Education was primarily a government affair before the late 1970s. On 2 January 1972, the Government of Prime Minister Zulfiqar Ali Bhutto nationalized educational institutions throughout Pakistan. Even though there is no evidence of the existence of a private school before that 1972, the nationalization of educational efforts across Pakistan curb development of any private sector educational institutions. In 1977, the Marshal Law Government of Zia-ul-Haq allowed for limited privatization and opening of private educational institutions. Among the first few new private educational institutions in Pakistan, was Mailsi Model School on Multan Road. Due to its focus on Girls' education, Mailsi Model School became a very successful institution and a school of choice for the girls from affluent families in Mailsi. The school opened its doors in 1977. Since the early 2000s, a number of private schools have been established in the city.

Allied School, Hawks Public School, City Public School, Al-Rehan School System, Dawn Public School and APS&AC are local institutes. IPS College, Punjab College, Superior College and Vista College are local colleges.

==Transportation==
Mailsi, میلسی, is located on the northern alternate rail and overland route to Bahawalpur and Lahore, the capital of the Punjab province of Pakistan. The western route connects with Multan and in south-east side Bahawalpur & south-west is Kahror Pakka.

Bus, rail and air service connects Mailsi to other parts of Pakistan.

==Telecommunication==
Land line based companies and mobile phone companies serve Mailsi.
in south there is Khair Pur Tamewali and in south east there is Hasilpur city. Moreover, every mobile network companies also operate in the city with 3G-4G Band facility.
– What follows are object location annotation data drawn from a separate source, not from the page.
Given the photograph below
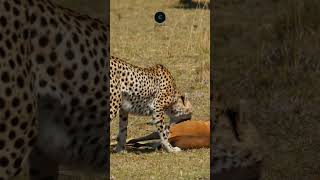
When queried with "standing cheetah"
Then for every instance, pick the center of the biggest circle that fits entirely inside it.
(236, 150)
(49, 50)
(145, 91)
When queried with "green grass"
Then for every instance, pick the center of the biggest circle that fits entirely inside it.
(183, 46)
(268, 52)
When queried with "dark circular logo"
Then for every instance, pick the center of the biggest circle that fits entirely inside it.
(159, 17)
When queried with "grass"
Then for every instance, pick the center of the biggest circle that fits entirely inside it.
(267, 52)
(95, 9)
(183, 46)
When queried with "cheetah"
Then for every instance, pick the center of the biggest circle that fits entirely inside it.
(236, 148)
(46, 49)
(145, 91)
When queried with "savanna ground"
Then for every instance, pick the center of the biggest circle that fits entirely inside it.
(183, 46)
(268, 53)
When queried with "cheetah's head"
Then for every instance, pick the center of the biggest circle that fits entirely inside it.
(180, 110)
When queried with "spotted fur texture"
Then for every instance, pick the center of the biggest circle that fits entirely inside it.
(49, 50)
(145, 91)
(237, 151)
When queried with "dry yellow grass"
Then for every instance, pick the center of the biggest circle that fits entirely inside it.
(182, 44)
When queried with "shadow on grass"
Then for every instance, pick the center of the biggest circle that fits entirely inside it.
(138, 148)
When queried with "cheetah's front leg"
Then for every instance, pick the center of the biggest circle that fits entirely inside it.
(163, 132)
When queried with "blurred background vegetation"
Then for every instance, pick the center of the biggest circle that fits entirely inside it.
(182, 44)
(268, 52)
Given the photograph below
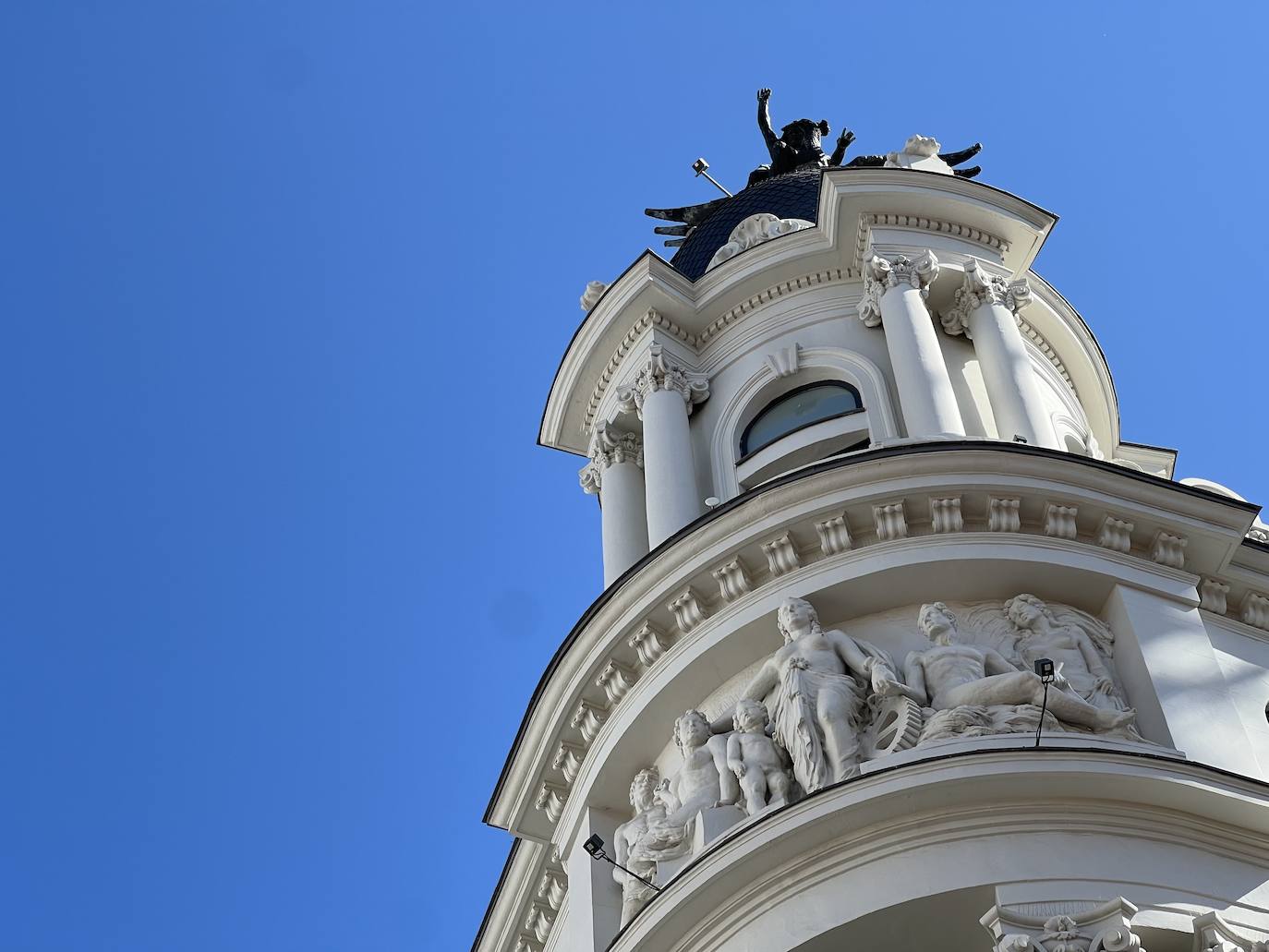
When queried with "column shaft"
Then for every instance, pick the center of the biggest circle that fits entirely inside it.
(895, 298)
(669, 473)
(1009, 377)
(624, 518)
(985, 311)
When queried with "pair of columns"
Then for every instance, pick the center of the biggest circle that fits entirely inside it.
(985, 311)
(647, 487)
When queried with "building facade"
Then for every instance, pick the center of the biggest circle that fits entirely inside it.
(902, 645)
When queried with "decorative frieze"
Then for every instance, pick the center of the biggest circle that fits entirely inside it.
(786, 361)
(1212, 596)
(1255, 609)
(1105, 928)
(891, 521)
(616, 680)
(551, 800)
(567, 759)
(1167, 549)
(661, 372)
(881, 274)
(539, 919)
(688, 610)
(553, 887)
(587, 718)
(1003, 514)
(1116, 535)
(732, 580)
(946, 514)
(1059, 521)
(650, 643)
(834, 535)
(780, 554)
(981, 288)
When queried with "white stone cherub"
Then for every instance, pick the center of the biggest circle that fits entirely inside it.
(760, 763)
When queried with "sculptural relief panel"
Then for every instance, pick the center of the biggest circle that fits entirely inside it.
(828, 700)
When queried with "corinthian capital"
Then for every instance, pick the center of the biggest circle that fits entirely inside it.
(661, 372)
(881, 274)
(608, 447)
(981, 288)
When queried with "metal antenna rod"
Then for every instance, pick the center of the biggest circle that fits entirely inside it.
(701, 166)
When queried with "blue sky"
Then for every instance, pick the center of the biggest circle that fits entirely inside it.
(284, 288)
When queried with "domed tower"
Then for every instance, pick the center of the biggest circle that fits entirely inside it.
(901, 644)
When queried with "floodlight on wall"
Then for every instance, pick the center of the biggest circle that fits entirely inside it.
(596, 847)
(1045, 671)
(701, 168)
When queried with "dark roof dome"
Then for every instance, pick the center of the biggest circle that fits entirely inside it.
(792, 196)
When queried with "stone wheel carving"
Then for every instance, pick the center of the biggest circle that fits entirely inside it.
(896, 724)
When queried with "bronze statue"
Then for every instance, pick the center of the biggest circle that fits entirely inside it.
(798, 148)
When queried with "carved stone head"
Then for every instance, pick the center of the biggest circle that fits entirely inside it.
(691, 731)
(750, 716)
(642, 789)
(796, 615)
(937, 622)
(1027, 610)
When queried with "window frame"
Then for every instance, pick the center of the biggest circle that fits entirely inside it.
(745, 453)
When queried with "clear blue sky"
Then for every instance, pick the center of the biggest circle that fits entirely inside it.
(284, 287)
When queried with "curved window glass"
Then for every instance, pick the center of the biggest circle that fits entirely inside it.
(800, 407)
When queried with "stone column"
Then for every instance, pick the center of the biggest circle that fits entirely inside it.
(664, 395)
(895, 294)
(986, 308)
(616, 474)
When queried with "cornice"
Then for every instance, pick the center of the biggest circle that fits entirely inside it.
(654, 592)
(1014, 795)
(697, 314)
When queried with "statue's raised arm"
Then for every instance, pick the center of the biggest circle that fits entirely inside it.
(764, 124)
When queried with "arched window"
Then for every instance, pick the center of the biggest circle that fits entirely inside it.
(815, 403)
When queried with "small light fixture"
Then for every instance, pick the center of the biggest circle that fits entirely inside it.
(1045, 671)
(702, 168)
(596, 847)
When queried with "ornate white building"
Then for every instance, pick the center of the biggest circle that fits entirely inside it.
(859, 468)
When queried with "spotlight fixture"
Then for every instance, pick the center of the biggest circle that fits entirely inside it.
(1045, 671)
(596, 847)
(702, 168)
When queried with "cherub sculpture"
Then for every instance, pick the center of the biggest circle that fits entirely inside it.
(703, 782)
(760, 765)
(820, 681)
(952, 673)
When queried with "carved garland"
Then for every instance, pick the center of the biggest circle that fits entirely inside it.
(652, 319)
(736, 578)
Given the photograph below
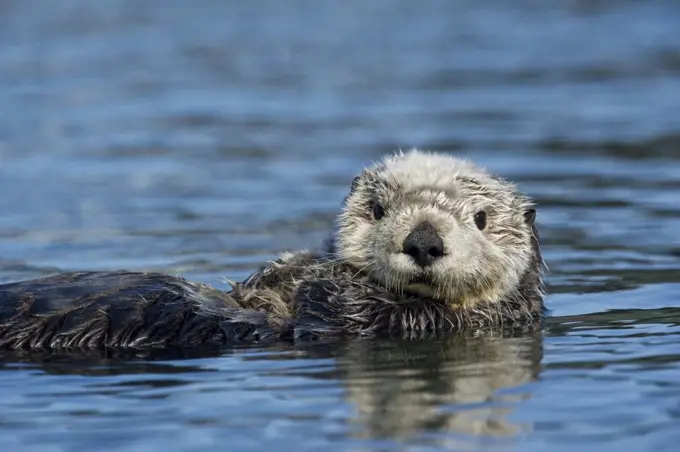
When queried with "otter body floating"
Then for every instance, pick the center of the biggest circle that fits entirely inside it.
(425, 243)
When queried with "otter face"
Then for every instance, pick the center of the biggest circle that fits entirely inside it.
(439, 227)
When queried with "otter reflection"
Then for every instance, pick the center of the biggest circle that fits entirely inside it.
(401, 389)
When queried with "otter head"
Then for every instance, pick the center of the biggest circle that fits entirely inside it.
(439, 227)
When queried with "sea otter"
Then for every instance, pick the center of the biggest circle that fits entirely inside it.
(425, 243)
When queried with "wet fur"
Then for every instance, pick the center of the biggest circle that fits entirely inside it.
(342, 290)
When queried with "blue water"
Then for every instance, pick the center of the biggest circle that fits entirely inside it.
(203, 138)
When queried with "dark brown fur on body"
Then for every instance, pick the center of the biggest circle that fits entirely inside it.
(486, 272)
(124, 309)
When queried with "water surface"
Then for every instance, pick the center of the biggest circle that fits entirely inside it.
(204, 138)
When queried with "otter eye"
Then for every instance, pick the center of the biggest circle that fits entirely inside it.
(378, 211)
(480, 220)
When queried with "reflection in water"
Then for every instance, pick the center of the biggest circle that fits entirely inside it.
(464, 385)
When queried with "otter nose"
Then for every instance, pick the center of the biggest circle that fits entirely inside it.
(424, 244)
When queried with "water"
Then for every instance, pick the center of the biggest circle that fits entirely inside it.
(203, 138)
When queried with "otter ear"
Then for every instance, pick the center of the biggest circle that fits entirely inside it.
(355, 184)
(530, 216)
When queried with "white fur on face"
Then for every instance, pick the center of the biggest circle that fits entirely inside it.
(447, 192)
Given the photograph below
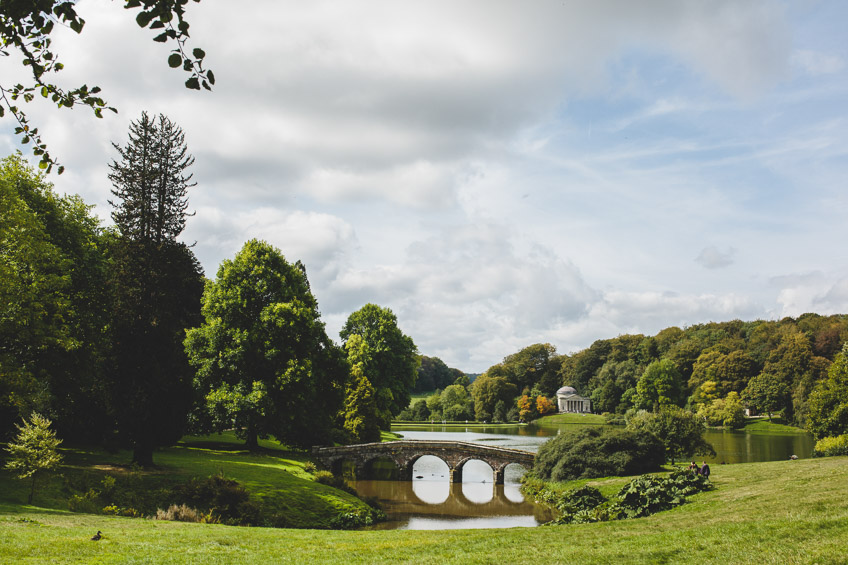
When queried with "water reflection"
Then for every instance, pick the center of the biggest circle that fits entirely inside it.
(730, 446)
(432, 502)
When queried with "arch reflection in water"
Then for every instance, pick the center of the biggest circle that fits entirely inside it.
(432, 502)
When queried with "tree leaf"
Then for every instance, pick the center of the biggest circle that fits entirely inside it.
(143, 19)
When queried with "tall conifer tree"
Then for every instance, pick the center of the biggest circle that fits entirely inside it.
(157, 284)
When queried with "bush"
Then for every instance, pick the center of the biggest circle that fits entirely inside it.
(614, 419)
(225, 498)
(181, 513)
(642, 496)
(648, 494)
(598, 452)
(831, 446)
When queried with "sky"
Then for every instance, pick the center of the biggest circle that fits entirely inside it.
(497, 173)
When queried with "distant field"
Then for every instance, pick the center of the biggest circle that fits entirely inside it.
(775, 426)
(782, 512)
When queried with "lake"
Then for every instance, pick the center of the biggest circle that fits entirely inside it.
(430, 501)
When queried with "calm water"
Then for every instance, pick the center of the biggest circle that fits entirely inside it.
(430, 501)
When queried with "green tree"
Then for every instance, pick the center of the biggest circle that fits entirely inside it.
(156, 286)
(727, 412)
(53, 306)
(34, 451)
(457, 403)
(681, 432)
(659, 386)
(151, 180)
(26, 27)
(434, 405)
(767, 393)
(595, 452)
(389, 357)
(828, 416)
(432, 374)
(487, 391)
(263, 361)
(534, 365)
(155, 295)
(420, 411)
(610, 383)
(361, 416)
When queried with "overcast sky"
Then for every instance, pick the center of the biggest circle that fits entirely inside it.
(498, 173)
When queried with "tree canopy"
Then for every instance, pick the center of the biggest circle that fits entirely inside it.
(26, 27)
(156, 285)
(52, 304)
(389, 358)
(264, 364)
(829, 401)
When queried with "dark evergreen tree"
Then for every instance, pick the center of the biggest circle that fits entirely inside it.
(150, 181)
(156, 286)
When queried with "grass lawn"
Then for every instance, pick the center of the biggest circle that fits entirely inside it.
(275, 478)
(775, 426)
(781, 512)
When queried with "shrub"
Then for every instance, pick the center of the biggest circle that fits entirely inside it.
(831, 446)
(681, 432)
(648, 494)
(181, 513)
(225, 498)
(614, 419)
(598, 452)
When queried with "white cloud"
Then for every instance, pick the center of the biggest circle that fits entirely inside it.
(711, 257)
(499, 173)
(817, 63)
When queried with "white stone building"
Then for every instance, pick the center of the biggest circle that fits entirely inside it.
(569, 401)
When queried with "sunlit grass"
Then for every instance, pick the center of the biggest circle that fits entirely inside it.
(274, 476)
(777, 512)
(777, 426)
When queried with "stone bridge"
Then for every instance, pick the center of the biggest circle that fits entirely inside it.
(405, 453)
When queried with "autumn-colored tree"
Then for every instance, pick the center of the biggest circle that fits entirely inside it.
(526, 408)
(544, 405)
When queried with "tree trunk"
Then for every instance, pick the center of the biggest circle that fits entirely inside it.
(31, 489)
(252, 441)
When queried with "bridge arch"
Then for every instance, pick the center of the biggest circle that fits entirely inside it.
(404, 454)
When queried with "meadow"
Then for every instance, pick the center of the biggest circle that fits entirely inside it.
(777, 512)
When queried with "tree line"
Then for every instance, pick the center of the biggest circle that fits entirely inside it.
(715, 370)
(118, 337)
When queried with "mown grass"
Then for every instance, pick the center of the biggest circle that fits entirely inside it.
(275, 478)
(776, 426)
(782, 512)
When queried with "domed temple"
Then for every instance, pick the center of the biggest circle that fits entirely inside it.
(569, 401)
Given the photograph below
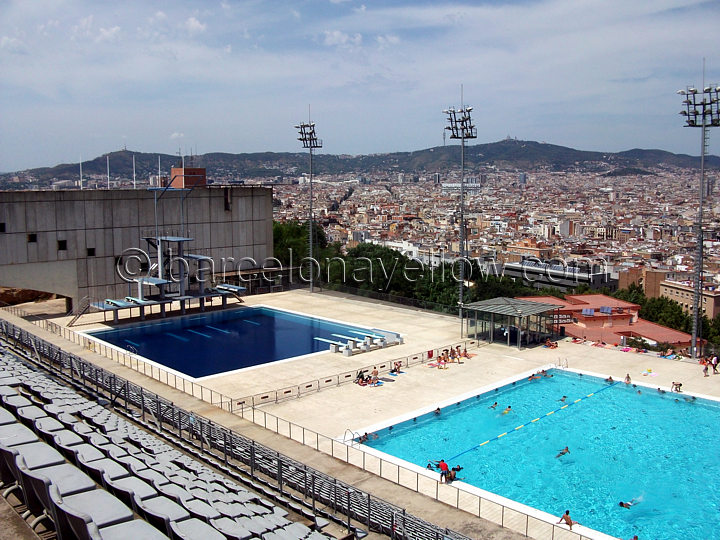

== Monuments and recreational places ==
In the city, a historic mosque named as "Shahi Masjid" is located in the second largest city( Jallah Jeem -8UCs ) in the Tehsil. It is said that it was built by Mughal Emperor Shahjahan (1058AD). A zoo is also situated in the city named as "Garrison Park". A public park named as TMO Park is also there to provide citizens space for recreational activities. Ladies Park is built for the recreation of the female members of the society. Mailsi Siphon, situated near the city on the river Sutlej, is a picnic-spot. Sardar Pur Jandhir Library also attracts a number of students and researchers across the country to it.
There is one canal in Mailsi city near Kent area.
A badshahi mosque located in Moza Malik Wahin. Its foundation was placed by empire Orangzaib Alamgier. It was started in 1653 and completed in 1706.